Dari total 23 operator, terdapat 10 orang operator perempuan yang terbagi dalam tiga grup. Mereka mengoperasikan sekitar 20 mesin pengangkut hoist crane.
“Saya di-training sampai sekitar 3 bulan, hingga lalu bisa mengoperasikannya. Kami naik ke kabinnya, dan ditunjukkan komponen alat di mesinnya.

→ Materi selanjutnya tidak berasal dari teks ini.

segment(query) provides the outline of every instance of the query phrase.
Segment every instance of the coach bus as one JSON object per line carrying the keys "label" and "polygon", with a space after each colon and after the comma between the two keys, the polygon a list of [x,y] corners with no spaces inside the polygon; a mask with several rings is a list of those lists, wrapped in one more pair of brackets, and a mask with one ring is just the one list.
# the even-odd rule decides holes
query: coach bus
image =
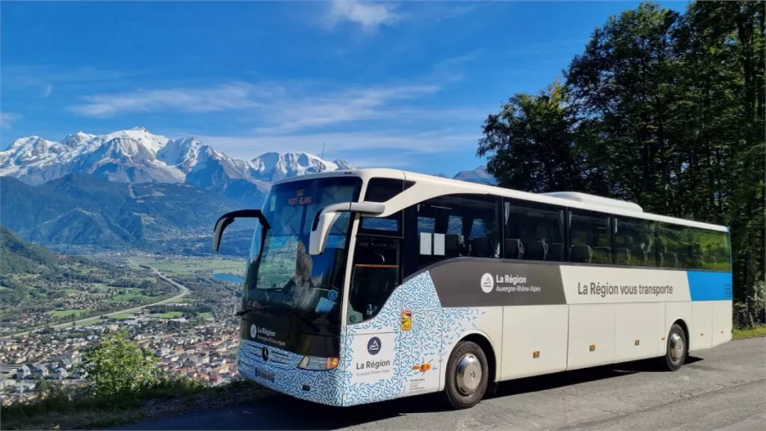
{"label": "coach bus", "polygon": [[275,183],[244,282],[239,373],[352,406],[647,358],[676,370],[732,337],[725,226],[575,192],[403,172]]}

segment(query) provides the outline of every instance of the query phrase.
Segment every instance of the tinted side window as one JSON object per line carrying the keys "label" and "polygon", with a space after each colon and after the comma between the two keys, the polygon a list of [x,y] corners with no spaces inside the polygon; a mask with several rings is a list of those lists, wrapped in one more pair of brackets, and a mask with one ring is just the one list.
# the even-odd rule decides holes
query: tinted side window
{"label": "tinted side window", "polygon": [[618,265],[656,266],[655,223],[650,220],[614,219],[614,262]]}
{"label": "tinted side window", "polygon": [[348,323],[375,317],[399,284],[399,244],[394,238],[358,236],[349,292]]}
{"label": "tinted side window", "polygon": [[728,246],[728,235],[725,232],[709,231],[693,229],[692,247],[696,247],[696,262],[700,269],[730,271],[731,254]]}
{"label": "tinted side window", "polygon": [[506,201],[506,258],[563,261],[564,209],[555,206]]}
{"label": "tinted side window", "polygon": [[[401,193],[412,184],[412,182],[405,182],[401,179],[373,178],[370,179],[367,186],[364,200],[367,202],[385,202]],[[362,217],[359,233],[401,236],[402,216],[402,212],[399,212],[385,218]]]}
{"label": "tinted side window", "polygon": [[569,260],[612,263],[611,218],[581,210],[569,210]]}
{"label": "tinted side window", "polygon": [[662,268],[689,268],[692,243],[689,229],[660,223],[657,228],[658,262]]}
{"label": "tinted side window", "polygon": [[448,195],[418,204],[417,266],[460,256],[499,257],[499,202],[484,196]]}
{"label": "tinted side window", "polygon": [[385,202],[411,186],[411,181],[393,178],[372,178],[367,183],[366,202]]}

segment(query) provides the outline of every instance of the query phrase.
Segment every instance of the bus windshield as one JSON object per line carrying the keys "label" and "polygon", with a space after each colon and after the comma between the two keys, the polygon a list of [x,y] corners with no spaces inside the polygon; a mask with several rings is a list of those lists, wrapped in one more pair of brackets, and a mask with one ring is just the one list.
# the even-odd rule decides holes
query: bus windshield
{"label": "bus windshield", "polygon": [[261,243],[263,227],[256,228],[247,259],[247,307],[288,308],[313,324],[339,324],[350,214],[339,215],[321,255],[309,255],[309,236],[318,211],[358,200],[361,187],[358,177],[329,177],[271,188],[263,209],[270,229]]}

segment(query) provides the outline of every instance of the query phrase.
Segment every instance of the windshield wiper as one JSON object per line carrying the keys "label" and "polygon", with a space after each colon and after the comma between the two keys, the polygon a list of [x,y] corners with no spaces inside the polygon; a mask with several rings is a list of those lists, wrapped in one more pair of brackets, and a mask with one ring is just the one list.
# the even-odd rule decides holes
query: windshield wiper
{"label": "windshield wiper", "polygon": [[258,309],[256,308],[254,308],[254,307],[245,307],[244,308],[243,308],[241,310],[237,310],[234,313],[234,314],[236,314],[237,316],[244,316],[244,315],[247,314],[247,313],[250,313],[250,311],[258,311]]}
{"label": "windshield wiper", "polygon": [[274,310],[277,310],[277,309],[279,309],[279,310],[286,310],[287,311],[290,311],[293,316],[298,317],[298,319],[300,321],[303,322],[303,324],[305,324],[306,326],[308,326],[309,327],[310,327],[313,331],[317,332],[317,333],[319,333],[319,332],[321,331],[321,329],[319,328],[319,327],[316,326],[316,324],[315,324],[313,322],[312,322],[309,319],[306,319],[300,313],[299,313],[299,312],[296,311],[295,310],[290,308],[290,307],[288,307],[286,305],[283,305],[283,304],[267,304],[267,305],[261,304],[260,305],[260,308],[257,308],[255,307],[245,307],[244,308],[243,308],[241,310],[238,310],[237,311],[236,314],[237,316],[244,316],[244,315],[247,314],[247,313],[249,313],[250,311],[257,311],[259,310],[270,310],[270,311],[274,311]]}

Di awal-awal susah, tetapi lama-kelamaan bisa,” ucapnya.
Keadilan bagi Karyawan Perempuan
Selain gaji bulanan dengan tunjangan untuk seorang anaknya, Lidya Eka Saputri merasakan kemudahan dalam mendapatkan cuti haid dan cuti melahirkan.
Manakala seorang karyawati merasakan sakit akibat haid, mereka mendapat izin meninggalkan tugas maksimal selama dua hari.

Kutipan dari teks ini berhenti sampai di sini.